Hosting 'stage finish' would help strengthen biking culture in Palo Alto, Kishimoto says

by Becky Trout / Palo Alto Weekly

Uploaded: Mon, Jun 16, 2008, 5:42 pm

After hosting the prologue to the Tour of California bicycle race in February, the City of Palo Alto is now turning its sights to Feb. 16, 2009, in hopes of hosting a stage finish for next year's race.

Palo Alto was courted by tour sponsor AEG after it successfully hosted the professional bike race's prologue event in February, according to Councilwoman Yoriko Kishimoto.

That one-day event generated more than $43,000 for the city, according to estimates prepared by city staff members.

"People have come up to me and said 'Oh, I just really hope we can do this again,'" Councilman John Barton said.

Palo Alto is vying to host a finish for a day-long stage of the 2009 race that would start north of San Francisco, drop down out of the Santa Cruz mountains and finish in downtown.

The bicyclists would speed through town in a "short burst of competitive energy," Kishimoto said.

Local planners also hope to organize a women's event (the Tour of California is men-only) and encourage the cyclists to train for the race in Palo Alto, generating additional hotel-tax revenues for the city, Kishimoto said.

"It's a really exciting opportunity to put Palo Alto on the world map for cyclists," Kishimoto said.
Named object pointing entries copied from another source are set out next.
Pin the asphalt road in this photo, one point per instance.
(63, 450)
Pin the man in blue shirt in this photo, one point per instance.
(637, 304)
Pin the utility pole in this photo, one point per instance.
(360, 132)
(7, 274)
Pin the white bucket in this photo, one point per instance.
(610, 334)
Next year's agreement wouldn't include Stanford University, although it was a good partner this year, Kishimoto said. The route might cut through the campus, but having a two-way, rather than three-way agreement will simplify the event's finances, Kishimoto said.

"We hope this would be an easier effort. Now we have more experience, and we're going to try to really focus on what is needed," City Manager Frank Benest said.

On June 2, the council authorized Benest, or the next city manager, to work with AEG to reach an agreement.

Comments

sally
Midtown
on Jun 16, 2008 at 6:24 pm
sally, Midtown
on Jun 16, 2008 at 6:24 pm

These bicycle races are a lot of fun. Since the crowds and street closures are going to be here for the afternoon pro race, how about holding an amateur race in the morning? That will let more people participate and give the spectators a reason to hang around all day.


Richard
Midtown
on Jun 16, 2008 at 8:56 pm
Richard, Midtown
on Jun 16, 2008 at 8:56 pm

Sally,
There are two approaches to the event: 1) minimize the impact by only closing streets as the pro racers approach, then opening them after they pass 2) make it an all-day event with other races held on the closed course before the arrival of the pros. The latter is much more expensive, and the question is whether it can attract crowds large enough and long enough to pay for the extra effort to close the roads for so long. In 2008 hotel revenue from teams who stayed for days helped make the event a financial success. With only a stage finish, that won't be the case next year. If a women's race attracts high-level teams to the area for a few days in advance, then that will be a huge help. Other amateur races would attract local riders and crowds, and help make the event popular and exciting, but probably won't impact hotel revenues.